In the second period, the Rangers carried over a power play from a high-sticking minor to: Shawn Lalonde.  As the minor was about to expire Nick Spaling going against the grain and falling to the ice managed to beat Mike Murphy giving the Rangers a two goal bulge.  The Rangers had their share of chances but again Mike Murphy was there.  Josh Unice, was in the midst of playing one of his strongest games in the series.  On several occasions he was able to utilize the poke-check to prevent Belleville scoring opportunities from looking more spectacular, knocking pucks away before they could find their way onto the stick's of opposing players.  One tactic that the Bulls employed as an annoyance to the Rangers is constantly shoving the net off when the Rangers got close to scoring.  It's something that emerged prominently in the third period of game six in Belleville.  Much like game 6, P.K. Subban was able to sucker Nazem Kadri into another penalty, the Rangers penalty kill looked nothing short of dominant, but at the end of the kill, Shawn Matthias came looking harmless, but unleashed a hard wrister from the faceoff circle that beat Unice short side.  It gave the Bulls some life, and shortly afterwards, the Bulls had a golden opportunity to tie the game on the power play, this time the Rangers would shut them down.
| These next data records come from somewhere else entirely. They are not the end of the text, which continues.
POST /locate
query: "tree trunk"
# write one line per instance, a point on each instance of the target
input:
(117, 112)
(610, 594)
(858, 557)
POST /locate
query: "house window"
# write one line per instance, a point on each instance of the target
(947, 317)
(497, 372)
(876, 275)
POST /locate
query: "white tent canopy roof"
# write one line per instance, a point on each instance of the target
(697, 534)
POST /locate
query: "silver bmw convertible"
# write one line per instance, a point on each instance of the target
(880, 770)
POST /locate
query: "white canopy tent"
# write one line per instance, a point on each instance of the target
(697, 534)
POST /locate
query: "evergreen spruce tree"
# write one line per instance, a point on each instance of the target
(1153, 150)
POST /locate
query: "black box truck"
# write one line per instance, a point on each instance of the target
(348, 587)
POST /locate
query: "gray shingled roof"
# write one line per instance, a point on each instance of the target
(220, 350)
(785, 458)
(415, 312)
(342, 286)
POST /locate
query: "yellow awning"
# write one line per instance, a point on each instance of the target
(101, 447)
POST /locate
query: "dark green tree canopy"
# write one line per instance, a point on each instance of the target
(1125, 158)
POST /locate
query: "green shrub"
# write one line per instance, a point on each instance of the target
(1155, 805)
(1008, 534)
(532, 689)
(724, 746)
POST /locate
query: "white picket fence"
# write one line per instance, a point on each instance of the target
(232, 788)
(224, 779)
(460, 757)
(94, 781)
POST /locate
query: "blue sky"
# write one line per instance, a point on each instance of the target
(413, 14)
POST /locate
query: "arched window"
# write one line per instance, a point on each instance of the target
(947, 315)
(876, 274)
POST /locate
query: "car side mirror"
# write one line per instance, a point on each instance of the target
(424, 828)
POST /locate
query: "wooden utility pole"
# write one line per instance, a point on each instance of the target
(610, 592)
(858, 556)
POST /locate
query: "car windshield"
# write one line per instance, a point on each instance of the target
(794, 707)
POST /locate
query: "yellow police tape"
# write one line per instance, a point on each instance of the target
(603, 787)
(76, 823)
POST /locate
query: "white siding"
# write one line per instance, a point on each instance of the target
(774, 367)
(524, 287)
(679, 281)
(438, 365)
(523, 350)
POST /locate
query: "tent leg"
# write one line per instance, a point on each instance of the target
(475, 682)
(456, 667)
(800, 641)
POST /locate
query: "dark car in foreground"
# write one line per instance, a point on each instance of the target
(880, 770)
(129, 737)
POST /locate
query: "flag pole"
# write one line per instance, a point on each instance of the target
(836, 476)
Nazem Kadri finally gave the Rangers the breathing room that they needed early in the third period, as the Rangers finally got the awkward bounce that they needed in the crease and the puck carried past netminder: Mike Murphy and into the net.  The Bulls tried in vain to knock the net off of its' pegs, but appeared a little too late.  After an extensive video replay, the goal was allowed to stand.  The Rangers continued to pile it on opportunities, but again they only got Murphy to bend and not break.  At the other end of the ice, as time started to run out the Rangers tightened up their defensive game, and put a blanket on the Bulls.  The Rangers put the game on ice when Mike Duco intercepted a pass and lugged the puck 150 feet before depositing the puck in the vacated Bulls' net.  Suddenly the Rangers' bench errupted!  You almost felt sorry for the players "trapped" on the ice would had to wait to celebrate with their teammates.  The Rangers ragged the puck for the final 10 seconds in their own zone while the thunderous crowd counted the game time down to zero.  Nothing would take away from the Rangers' series victory, that much was obvious, not even the three consecutive losses that preceded it.  Ben Shutron, who logged an incredible amount of ice effecitvely during the game was named the first star for his first time as a Ranger.  In the end it was 5th year Ranger: Matt Pepe who accepted the championship trophy and unlike the Gretzky trophy thrillingly lifted the trophy into the air in celebration.